Il faisait totalement noir à présent, et aussi sombre que dans les tunnels, même si elle sentait une légère brise sur sa peau pour lui rappeler qu’ils étaient encore bien à l’extérieur. Seuls les yeux de Feï éclairaient encore la piste, bien qu’il ait diminué l’intensité de sa lumière. Il n’y avait presque aucune végétation autour d’eux, seulement des poignées de petites cloches refermées autour de lueurs dormantes pour la nuit.

— Pourquoi on s’arrête ?

— Le chemin s’est ouvert, murmura Feï.

Ouvert ?

Il augmenta la lumière que ses yeux diffusaient, et depuis le creux de sa main, créa une lueur qu’il envoya en avant pour illuminer une brèche de plusieurs mètres de large qui avait fendu leur route en deux.

— Qu’est-ce qu’on fait ? demanda Gulliver.

— Demi-tour, répondit Feï. C’est trop large pour que tu sautes par-dessus.

— Fantastique. On a perdu combien de temps ?

L’ombre tourna sa tête vers le chemin derrière eux, puis la pencha sur le côté.

— Par l’autre chemin, il nous faudra dix heures, à cette vitesse.

Muse grogna, et Gulliver hennit en protestation. Au moins, ils étaient d’accord.

— Oublie, gamin. Faut que je pique un somme. 

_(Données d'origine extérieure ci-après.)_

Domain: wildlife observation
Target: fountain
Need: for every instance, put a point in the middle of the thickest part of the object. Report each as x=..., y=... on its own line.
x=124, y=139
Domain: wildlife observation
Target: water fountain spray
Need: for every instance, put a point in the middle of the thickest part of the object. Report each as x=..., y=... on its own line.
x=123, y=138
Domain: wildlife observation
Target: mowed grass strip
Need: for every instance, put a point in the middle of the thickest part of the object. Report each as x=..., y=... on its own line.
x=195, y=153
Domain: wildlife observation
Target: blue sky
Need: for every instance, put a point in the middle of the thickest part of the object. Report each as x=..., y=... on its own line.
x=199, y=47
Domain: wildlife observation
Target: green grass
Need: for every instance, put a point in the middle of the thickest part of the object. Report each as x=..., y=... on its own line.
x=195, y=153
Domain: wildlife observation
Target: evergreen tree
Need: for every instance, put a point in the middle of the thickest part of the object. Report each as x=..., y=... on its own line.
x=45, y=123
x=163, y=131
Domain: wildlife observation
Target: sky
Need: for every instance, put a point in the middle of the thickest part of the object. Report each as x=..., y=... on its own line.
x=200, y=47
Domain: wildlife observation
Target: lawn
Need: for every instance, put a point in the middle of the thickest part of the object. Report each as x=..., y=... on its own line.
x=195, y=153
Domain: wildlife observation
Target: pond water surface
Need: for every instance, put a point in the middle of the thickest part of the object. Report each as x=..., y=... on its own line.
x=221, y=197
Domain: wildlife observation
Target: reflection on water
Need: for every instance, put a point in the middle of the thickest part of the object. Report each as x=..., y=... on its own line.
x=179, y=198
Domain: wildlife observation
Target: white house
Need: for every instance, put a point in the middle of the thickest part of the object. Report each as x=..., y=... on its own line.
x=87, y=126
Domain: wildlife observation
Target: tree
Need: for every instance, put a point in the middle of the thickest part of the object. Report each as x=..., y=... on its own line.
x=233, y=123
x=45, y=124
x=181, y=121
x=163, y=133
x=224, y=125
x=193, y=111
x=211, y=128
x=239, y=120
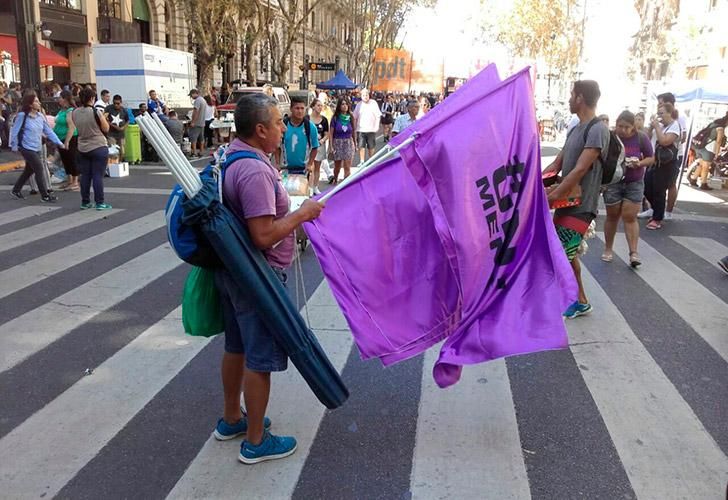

Feï tourna son regard vers la faille, puis acquiesça.

— Je monterais la garde.

— Toute la nuit ? demanda Muse.

— Je ne dors jamais.

Muse se laissa glisser par terre, et ils s’installèrent le plus confortablement que le chemin poussiéreux le leur permettait. Sans la chaleur et le balancement du poney, Muse eut un peu plus du mal à s’endormir, cette fois-ci. Sans compter qu’elle avait faim, mal partout, et que les yeux jaunes de Feï dans l’obscurité et le chant du vent dans la brèche et les montagnes étaient franchement glauques. Elle réussit à somnoler un peu - quelques minutes, une poignée d’heures, peut-être - mais fut réveillée par des hululements sinistres en provenance de la brèche.

— C’était quoi, ça ? murmura-t-elle.

— Pas moi, grommela Gulliver à demi-endormi.

Autour d’eux, Muse entendit un sortilège de protection, presque imperceptible, mais suffisamment puissant pour la plupart des problèmes qu’ils pourraient avoir - du moins, elle essaya de s’en convaincre.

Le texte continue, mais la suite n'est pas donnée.